Был год одна тысяча шестьсот двадцать пятый, день святой Агаты, февраля месяца третий.
Что может быть хуже для честного испанца, чем фламандская зима, с ее бесконечными дождями, низким, свинцовым небом и солнцем, которое не светит даже, а так, бледным, размытым кругляшом когда-никогда проступает сквозь угрюмо-серую пелену облаков? Видит Бог, и в летние дни край этот разоренный восьмьюдесятью годами войны, не вызывал чувств иных кроме отвращения и озлобленности. А уж в дни зимние, когда с неба без всякого передыха могло лить неделями напролет, иберийцам, людям привычным к знойным лучам и высушенным каменистым почвам, делалось совсем уж невыносимо. К извечному голоду и другим привычным тяготам солдатской жизни прибавлялись собачий холод и неизбывная сырость, от которых начинали гнить сначала одежда и ременная сбруя, а после – и плоть человеческая.
В тот февральский вечер, когда ранние сумерки уже упали на изрытую каналами землю, вопреки своему обыкновению дождь не усилился, но превратился в снег, мокрый и липкий. Не прошло и часа, как мороз сковал водянистую почву коркой белесого льда. Небольшой отряд сгорбленных, закутанных в смоленые плащи фигур брел по дороге, и чавканье жидкой глины от их шагов смешивалось с громким хрустом. Широкие поля шляп обвисли от влаги и налипшего снега, вороты плащей были подняты, так что лиц идущих было не разглядеть – только длинные, с горбинкой, носы и неухоженные черные усы торчали наружу, да поднимался облачками белесый пар.

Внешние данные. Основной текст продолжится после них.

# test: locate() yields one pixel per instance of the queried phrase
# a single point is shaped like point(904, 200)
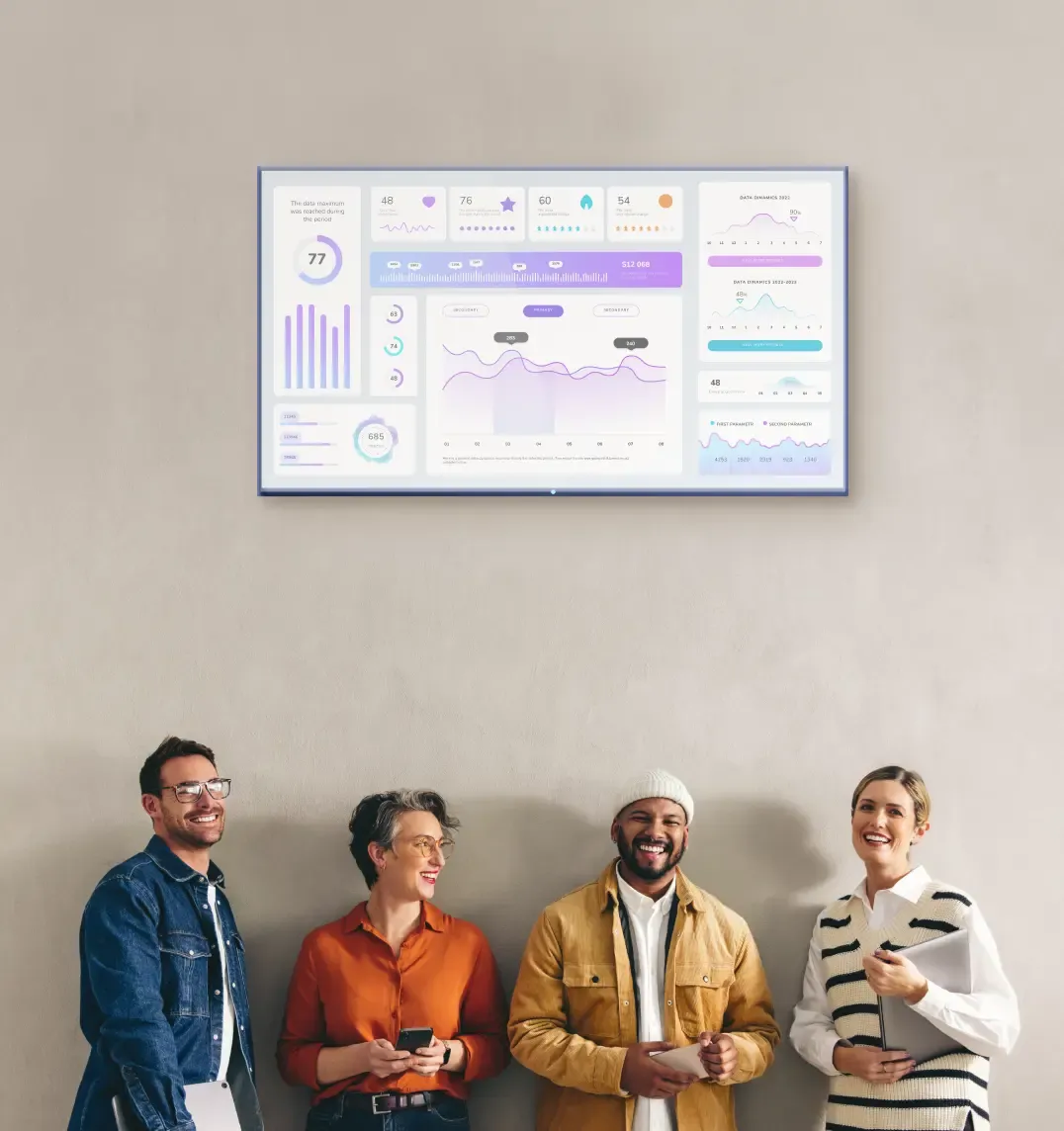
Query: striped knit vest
point(938, 1093)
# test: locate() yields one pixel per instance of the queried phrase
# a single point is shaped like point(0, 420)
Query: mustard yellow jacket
point(574, 1011)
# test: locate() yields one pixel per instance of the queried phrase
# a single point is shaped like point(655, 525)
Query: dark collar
point(176, 868)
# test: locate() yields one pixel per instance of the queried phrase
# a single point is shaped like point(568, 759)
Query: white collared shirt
point(987, 1020)
point(649, 923)
point(228, 1017)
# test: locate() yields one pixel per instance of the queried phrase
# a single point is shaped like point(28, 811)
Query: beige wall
point(522, 653)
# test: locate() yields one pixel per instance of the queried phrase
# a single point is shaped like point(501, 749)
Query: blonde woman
point(857, 955)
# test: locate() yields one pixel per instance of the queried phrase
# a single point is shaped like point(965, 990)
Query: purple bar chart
point(316, 350)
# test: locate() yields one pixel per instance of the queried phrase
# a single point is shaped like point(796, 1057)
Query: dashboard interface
point(599, 330)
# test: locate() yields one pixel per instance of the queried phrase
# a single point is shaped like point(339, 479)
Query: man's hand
point(428, 1061)
point(383, 1060)
point(718, 1054)
point(892, 975)
point(876, 1066)
point(644, 1076)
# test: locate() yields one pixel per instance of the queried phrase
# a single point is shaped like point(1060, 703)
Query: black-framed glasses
point(187, 792)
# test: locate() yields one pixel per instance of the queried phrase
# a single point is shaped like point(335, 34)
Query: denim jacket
point(151, 1005)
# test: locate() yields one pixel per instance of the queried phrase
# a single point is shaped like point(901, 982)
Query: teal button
point(764, 345)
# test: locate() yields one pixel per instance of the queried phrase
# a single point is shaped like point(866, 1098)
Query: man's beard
point(194, 835)
point(649, 872)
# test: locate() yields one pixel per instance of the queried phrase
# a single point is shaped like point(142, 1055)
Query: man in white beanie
point(637, 963)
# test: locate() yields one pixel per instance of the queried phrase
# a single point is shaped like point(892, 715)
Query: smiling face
point(884, 826)
point(403, 872)
point(652, 837)
point(192, 825)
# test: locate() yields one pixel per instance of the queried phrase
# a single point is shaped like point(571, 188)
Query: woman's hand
point(428, 1061)
point(383, 1059)
point(875, 1066)
point(892, 975)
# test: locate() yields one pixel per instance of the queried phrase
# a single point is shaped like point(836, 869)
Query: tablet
point(684, 1060)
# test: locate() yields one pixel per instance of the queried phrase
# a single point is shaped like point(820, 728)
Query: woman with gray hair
point(395, 964)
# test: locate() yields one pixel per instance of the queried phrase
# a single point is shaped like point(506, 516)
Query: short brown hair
point(912, 780)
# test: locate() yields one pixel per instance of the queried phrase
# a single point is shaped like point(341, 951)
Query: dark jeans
point(337, 1115)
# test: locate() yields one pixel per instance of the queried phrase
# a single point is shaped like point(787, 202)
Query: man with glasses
point(395, 964)
point(164, 1001)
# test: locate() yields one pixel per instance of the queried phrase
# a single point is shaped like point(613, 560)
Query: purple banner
point(764, 261)
point(488, 269)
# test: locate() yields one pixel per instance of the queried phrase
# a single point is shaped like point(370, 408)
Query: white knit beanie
point(656, 784)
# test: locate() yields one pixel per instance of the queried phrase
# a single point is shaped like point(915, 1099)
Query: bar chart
point(316, 350)
point(316, 291)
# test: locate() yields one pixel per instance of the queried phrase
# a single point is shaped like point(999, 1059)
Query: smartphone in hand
point(411, 1039)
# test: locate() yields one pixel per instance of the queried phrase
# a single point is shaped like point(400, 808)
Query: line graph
point(515, 394)
point(754, 441)
point(752, 315)
point(765, 226)
point(765, 311)
point(407, 228)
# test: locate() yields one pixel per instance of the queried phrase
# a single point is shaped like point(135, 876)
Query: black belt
point(380, 1102)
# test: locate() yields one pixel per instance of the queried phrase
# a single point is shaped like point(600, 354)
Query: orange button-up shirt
point(348, 987)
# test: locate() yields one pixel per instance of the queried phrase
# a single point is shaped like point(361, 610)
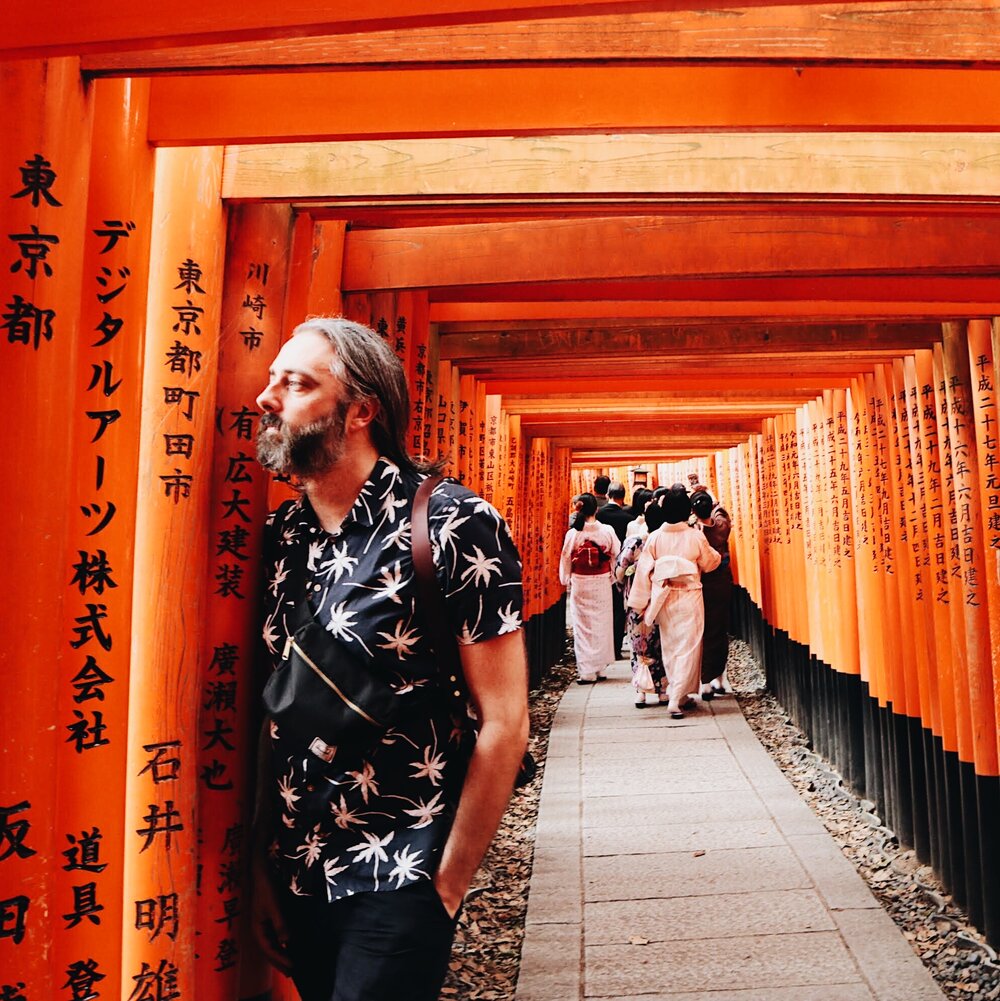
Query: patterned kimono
point(591, 600)
point(644, 640)
point(668, 589)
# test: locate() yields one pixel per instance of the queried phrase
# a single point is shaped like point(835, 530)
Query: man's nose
point(267, 400)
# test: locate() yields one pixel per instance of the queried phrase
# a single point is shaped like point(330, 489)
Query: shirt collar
point(383, 478)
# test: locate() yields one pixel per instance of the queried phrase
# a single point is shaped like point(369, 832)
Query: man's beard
point(302, 451)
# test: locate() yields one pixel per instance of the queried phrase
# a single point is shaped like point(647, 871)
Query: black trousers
point(387, 946)
point(618, 624)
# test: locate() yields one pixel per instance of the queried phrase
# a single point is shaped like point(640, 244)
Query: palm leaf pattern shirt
point(377, 819)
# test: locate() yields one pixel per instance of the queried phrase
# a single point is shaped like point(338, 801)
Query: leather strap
point(430, 598)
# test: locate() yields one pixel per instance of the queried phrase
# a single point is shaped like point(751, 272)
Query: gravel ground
point(487, 945)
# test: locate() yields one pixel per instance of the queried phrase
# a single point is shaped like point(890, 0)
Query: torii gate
point(600, 234)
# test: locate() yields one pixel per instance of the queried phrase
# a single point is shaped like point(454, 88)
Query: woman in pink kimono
point(586, 566)
point(667, 589)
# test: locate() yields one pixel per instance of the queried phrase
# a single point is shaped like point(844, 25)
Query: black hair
point(677, 507)
point(640, 498)
point(589, 507)
point(702, 504)
point(654, 517)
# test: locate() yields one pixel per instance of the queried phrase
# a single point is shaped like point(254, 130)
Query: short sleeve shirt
point(377, 819)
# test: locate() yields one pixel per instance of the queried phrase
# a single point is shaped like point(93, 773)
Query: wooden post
point(178, 409)
point(44, 163)
point(94, 697)
point(252, 305)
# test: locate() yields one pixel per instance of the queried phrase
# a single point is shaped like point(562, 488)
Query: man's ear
point(362, 413)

Впрочем, лица двоих, идущих в центре отряда были более открыты, да и одежда явно была подобрана не по погоде. А прежде того всякий отметил бы, что эти двое не были испанцами. Один был высокий, с бледной кожей и похожими на пучок соломы усами, под носом потемневшими от крови. Шляпа его съехала набок, но поправить ее белобрысый возможности не имел – руки у него были связаны за спиной. Второй ростом был пониже, рыжий, как глиняный кирпич, с лицом, рябым от веснушек, короткими усиками и острой бородкой. Этот выглядел еще бледнее своего товарища – причиной тому была кое-как перевязанная рана на правом плече. По всему выходило, что белобрысый был голландцем, а рыжий – англичанином.
Испанцы, конвоирующие двух пленных (не было никакого сомнения, что вышеозначенная пара таковыми является), впрочем, выглядели немногим лучше. Уже возвращаясь, отряд наскочил на голландский разъезд и, хоть и одержал в краткой и жестокой стычке верх, сам не обошелся без ран и потерь. Отправив на суд апостола Петра больше десятка еретиков, квадрадо[1] потерял троих убитыми, а одного – кастильца Мигеля Паласиаса – двое товарищей тащили подмышки. В схватке он уложил двоих, но сам был ранен – дважды в грудь, и один раз – в левую руку. Ему повезло – к концу боя он еще держался на ногах. Трое его товарищей валялись на земле, и нельзя было сказать точно, умерли они от полученных ран или захлебнулись глинистой жиже, которая чуть не по икры заполняла в том месте дорогу.
– А чтоб ей провалиться! – в сердцах прошипел Керро Лопе, и нельзя было сказать, говорит он о грязи, о зиме, о Фландрии, о миссии, возложенной на квадрадо капитаном или обо всем этом сразу. Ему кирасирский палаш рассек ухо, которое кое-как удалось перевязать обрывком фламандской сорочки. – И кто сказал, что в такой дождь еретики носа не покажут из-под крыш?
– Лучше благодари Пречистую Деву и Святую Агату за этот ливень, – ответил ему Лино де Манайя, чью голову так же украшала повязка (удар клинка снял с него кусок скальпа). – Голландцы заметили нас раньше, чем мы их. Будь у них аркебузы и сухой порох – кто знает, сколько бы достойных сынов Испании осталось в той низине?